Adding more nodes in a custom Layer

I have a custom layer. If there are n inputs, I want 2n outputs. The 2nd “n” outputs will be set programatically in the custom layer’s call function, according to specific values in the first n outputs. For example:

If there are 10 inputs, then this layer will have 20 outputs, so for x=0 to 9, output[x+10] = f(output[x])

My issue is that I can’t seem to change the output tensor’s dimensions. Will someone throw me a bone?

def call(self, inputs):

    batch_size = inputs.shape[0]

    # "Call" is being called on compile, I think, so batch_size is None. I'll figure that out later
    if not batch_size:
        batch_size = 1

    # Make as many one-hot nodes as there are inputs, as each input will receive a categorization
    one_hot_size = self.units

    # This is what I'd like to merge to each input.  Layer on, I'd update these values
    c = tf.constant([0.0] * (one_hot_size * batch_size), shape=(batch_size, one_hot_size))

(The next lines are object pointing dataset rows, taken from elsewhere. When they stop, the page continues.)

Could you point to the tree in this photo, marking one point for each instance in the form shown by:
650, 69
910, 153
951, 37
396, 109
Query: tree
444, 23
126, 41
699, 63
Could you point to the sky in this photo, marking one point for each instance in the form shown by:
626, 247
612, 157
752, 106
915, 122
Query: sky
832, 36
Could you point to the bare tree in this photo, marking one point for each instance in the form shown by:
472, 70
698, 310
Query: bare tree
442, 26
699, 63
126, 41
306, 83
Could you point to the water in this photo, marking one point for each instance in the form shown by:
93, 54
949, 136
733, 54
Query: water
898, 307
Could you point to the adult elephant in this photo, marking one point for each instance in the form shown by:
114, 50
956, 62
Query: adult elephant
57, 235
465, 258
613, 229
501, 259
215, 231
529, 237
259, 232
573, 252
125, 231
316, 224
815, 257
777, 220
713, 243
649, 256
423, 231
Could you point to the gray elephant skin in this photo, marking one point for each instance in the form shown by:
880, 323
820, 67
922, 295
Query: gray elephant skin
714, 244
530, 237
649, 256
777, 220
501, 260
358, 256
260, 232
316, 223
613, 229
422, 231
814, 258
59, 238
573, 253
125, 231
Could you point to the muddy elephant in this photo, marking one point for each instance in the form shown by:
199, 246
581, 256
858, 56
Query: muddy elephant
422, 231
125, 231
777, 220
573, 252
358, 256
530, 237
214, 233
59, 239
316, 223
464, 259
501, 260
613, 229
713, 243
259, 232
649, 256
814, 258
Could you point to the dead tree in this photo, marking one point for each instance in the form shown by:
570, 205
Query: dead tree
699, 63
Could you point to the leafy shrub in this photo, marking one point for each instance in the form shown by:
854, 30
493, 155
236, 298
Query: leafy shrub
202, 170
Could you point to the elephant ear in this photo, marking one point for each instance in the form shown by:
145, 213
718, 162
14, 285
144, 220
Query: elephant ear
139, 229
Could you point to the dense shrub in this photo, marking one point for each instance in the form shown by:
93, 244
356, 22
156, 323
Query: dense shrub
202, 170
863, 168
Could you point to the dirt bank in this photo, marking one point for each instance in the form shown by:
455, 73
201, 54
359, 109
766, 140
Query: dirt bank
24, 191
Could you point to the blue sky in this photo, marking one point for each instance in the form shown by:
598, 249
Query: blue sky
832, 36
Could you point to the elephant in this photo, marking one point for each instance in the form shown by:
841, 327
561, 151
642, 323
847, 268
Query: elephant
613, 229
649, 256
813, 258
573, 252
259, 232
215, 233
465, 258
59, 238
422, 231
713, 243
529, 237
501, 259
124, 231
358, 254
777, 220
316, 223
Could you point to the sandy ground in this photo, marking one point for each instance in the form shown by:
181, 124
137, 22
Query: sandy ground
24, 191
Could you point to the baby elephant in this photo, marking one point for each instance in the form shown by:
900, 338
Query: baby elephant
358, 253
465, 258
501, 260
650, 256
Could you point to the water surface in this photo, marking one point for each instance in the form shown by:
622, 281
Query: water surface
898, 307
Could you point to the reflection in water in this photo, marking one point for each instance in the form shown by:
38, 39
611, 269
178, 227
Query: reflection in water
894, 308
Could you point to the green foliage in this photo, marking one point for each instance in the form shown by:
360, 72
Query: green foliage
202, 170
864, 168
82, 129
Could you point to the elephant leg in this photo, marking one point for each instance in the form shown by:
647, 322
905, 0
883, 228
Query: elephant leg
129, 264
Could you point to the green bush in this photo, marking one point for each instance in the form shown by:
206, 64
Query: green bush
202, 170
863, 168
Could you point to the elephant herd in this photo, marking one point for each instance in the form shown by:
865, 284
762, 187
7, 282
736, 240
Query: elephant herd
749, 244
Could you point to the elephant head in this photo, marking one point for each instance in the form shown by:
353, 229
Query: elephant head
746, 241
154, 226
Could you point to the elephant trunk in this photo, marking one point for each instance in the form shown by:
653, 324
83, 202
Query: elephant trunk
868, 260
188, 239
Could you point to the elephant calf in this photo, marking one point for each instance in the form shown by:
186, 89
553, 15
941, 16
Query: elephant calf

    # Perform the basic NN operation
    base_out = tf.tensordot(inputs, self.weight, axes = 1) + self.bias

    # Now attempt to merge the base_out tensor and the c tensor.
    result = tf.concat((base_out, c), 1)

    return result

I get this error:

InvalidArgumentError: Shape must be rank 1 but is rank 2 for ‘{{node unpack_and__categorize_109/concat}} = ConcatV2[N=2, T=DT_FLOAT, Tidx=DT_INT32](unpack_and__categorize_109/add, unpack_and__categorize_109/Const, unpack_and__categorize_109/concat/axis)’ with input shapes: [10], [1,10], [].

I understand the words well enough but I have looked at this so long that I can’t see anything anymore. I suspect my entire approach is wrong.